A study conducted in the U.S. has revealed that fathers generally respond by increasing their efforts to supervise and monitor their teen children when they engage in risky sexual activity.
Conducted by researchers at the University of Pittsburgh and Harvard University, the study followed more than 3,200 teenagers ages 13 to 18 over a period of four years.
The researchers revealed that the teens involved in the study were a subset of participants in the National Longitudinal Survey of Youth, a representative sample of American adolescents.
They said that the subjects reported on their parents' knowledge of their activities, friends, and so forth every year.
The subjects also told the researchers about their engagements in risky sexual activities-such as frequency of intercourse, number of partners, and incidences of unprotected intercourse.
The research team observed that the responses of fathers to their children's sexual behavior tended to be different from those of mothers.
They say that their findings contrast previous findings that parents often become less involved when teens engage in risky sexual behavior.

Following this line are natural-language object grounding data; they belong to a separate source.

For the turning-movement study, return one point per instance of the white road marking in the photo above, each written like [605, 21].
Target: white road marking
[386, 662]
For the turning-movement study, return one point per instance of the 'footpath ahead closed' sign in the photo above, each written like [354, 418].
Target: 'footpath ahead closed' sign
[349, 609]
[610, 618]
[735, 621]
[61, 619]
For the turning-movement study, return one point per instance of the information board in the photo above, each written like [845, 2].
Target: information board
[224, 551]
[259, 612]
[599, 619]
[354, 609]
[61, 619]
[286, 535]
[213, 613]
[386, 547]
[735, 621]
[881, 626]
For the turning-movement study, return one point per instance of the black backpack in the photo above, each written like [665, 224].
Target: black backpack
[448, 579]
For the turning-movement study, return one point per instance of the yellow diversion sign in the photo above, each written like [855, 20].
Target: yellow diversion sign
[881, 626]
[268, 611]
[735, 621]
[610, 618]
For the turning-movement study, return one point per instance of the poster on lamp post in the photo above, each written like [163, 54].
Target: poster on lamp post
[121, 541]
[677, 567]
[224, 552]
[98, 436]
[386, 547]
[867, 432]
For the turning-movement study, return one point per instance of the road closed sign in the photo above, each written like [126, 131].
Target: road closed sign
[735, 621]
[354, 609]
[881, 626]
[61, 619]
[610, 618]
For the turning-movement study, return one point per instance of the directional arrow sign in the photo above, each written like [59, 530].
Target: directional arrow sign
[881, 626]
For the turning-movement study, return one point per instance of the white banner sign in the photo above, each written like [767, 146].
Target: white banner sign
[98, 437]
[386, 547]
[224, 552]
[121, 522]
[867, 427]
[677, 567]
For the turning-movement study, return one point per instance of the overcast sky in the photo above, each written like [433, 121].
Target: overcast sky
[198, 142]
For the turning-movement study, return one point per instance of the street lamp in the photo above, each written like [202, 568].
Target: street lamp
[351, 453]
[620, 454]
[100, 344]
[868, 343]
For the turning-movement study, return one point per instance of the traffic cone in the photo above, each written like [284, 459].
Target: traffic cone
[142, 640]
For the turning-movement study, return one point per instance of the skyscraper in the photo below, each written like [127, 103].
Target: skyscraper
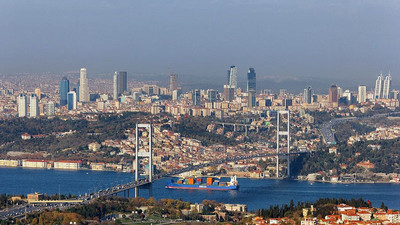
[196, 97]
[212, 95]
[308, 95]
[71, 100]
[83, 86]
[50, 109]
[251, 101]
[33, 106]
[386, 86]
[232, 77]
[378, 87]
[22, 105]
[120, 83]
[362, 93]
[173, 82]
[38, 93]
[229, 93]
[251, 80]
[64, 89]
[333, 94]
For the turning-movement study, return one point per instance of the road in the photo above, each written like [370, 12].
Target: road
[327, 128]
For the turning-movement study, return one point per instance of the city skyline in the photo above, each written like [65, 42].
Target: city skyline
[315, 52]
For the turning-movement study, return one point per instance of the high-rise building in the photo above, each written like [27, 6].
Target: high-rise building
[120, 83]
[83, 86]
[282, 92]
[50, 109]
[333, 94]
[196, 97]
[173, 82]
[38, 93]
[308, 95]
[22, 105]
[77, 90]
[362, 93]
[229, 93]
[71, 100]
[251, 80]
[212, 95]
[64, 89]
[33, 106]
[386, 86]
[232, 76]
[378, 87]
[251, 101]
[349, 97]
[176, 93]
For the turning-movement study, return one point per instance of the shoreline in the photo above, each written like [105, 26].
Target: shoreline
[57, 169]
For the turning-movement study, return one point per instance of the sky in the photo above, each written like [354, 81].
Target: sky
[289, 43]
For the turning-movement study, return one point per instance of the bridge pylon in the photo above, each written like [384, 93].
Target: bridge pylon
[282, 133]
[144, 154]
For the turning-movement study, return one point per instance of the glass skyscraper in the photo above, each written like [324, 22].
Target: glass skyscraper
[64, 89]
[251, 80]
[71, 99]
[308, 95]
[120, 83]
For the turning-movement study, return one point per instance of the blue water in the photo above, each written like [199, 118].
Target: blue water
[255, 193]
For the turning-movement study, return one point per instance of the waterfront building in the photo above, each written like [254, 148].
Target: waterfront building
[120, 83]
[378, 87]
[64, 89]
[308, 95]
[68, 165]
[71, 100]
[251, 80]
[333, 94]
[10, 163]
[362, 93]
[33, 106]
[34, 163]
[22, 105]
[386, 86]
[173, 82]
[83, 86]
[232, 77]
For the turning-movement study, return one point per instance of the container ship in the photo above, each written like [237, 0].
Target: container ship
[210, 184]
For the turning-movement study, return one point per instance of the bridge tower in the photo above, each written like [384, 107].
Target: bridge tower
[147, 154]
[282, 133]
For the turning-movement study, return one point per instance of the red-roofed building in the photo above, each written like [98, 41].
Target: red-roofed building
[34, 163]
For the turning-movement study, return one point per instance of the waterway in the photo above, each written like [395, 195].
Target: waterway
[254, 193]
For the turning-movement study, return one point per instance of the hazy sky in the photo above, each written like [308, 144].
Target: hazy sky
[312, 40]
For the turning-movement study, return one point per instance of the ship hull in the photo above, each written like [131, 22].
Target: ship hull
[201, 187]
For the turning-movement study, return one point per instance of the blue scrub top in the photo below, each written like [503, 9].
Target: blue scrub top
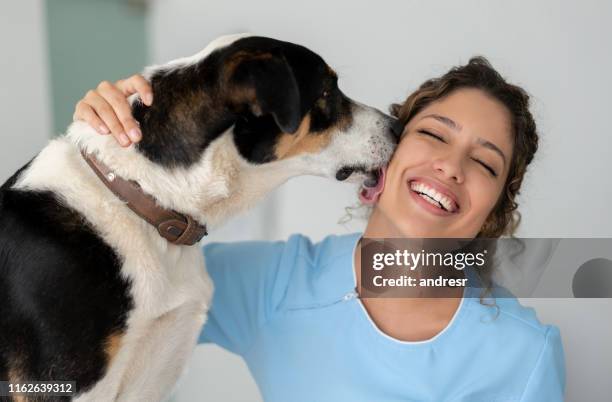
[290, 310]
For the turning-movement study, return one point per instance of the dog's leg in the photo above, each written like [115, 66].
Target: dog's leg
[162, 355]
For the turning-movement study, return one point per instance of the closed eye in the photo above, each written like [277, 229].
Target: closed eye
[489, 168]
[430, 134]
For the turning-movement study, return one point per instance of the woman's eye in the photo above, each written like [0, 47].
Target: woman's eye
[489, 168]
[429, 133]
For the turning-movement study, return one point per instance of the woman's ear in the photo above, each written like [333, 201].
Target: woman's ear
[270, 79]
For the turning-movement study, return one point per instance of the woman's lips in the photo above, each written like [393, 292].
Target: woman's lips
[426, 205]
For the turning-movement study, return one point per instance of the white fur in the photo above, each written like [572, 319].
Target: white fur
[170, 287]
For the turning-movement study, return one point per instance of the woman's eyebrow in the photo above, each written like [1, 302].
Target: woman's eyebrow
[491, 146]
[444, 120]
[457, 127]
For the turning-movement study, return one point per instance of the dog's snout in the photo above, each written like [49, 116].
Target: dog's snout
[397, 128]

Referring to their findings, the researchers said that fathers instead boosted their involvement-learning more about their children's friends and activities-when their teenaged children engaged in risky sexual activity.
The researchers also found that involvement in family activities acts as a protective force. They observed that teens who took part in routine family activities-like eating meals together or joining in fun projects-were less likely to engage in risky sexual activity, and teens who didn't engage in risky sexual behavior were more likely to participate in family activities.
"This research highlights the complex interplay of relationships between parents and their adolescent children," said Rebekah Levine Coley, associate professor of applied developmental and educational psychology at Boston College and the study's lead author.
"Given the notably negative potential repercussions of risky sexual activity during adolescence, this study can inform efforts to increase parents' oversight of and active engagement with their teenage children," Coley added.
The study has been reported in the journal Child Development.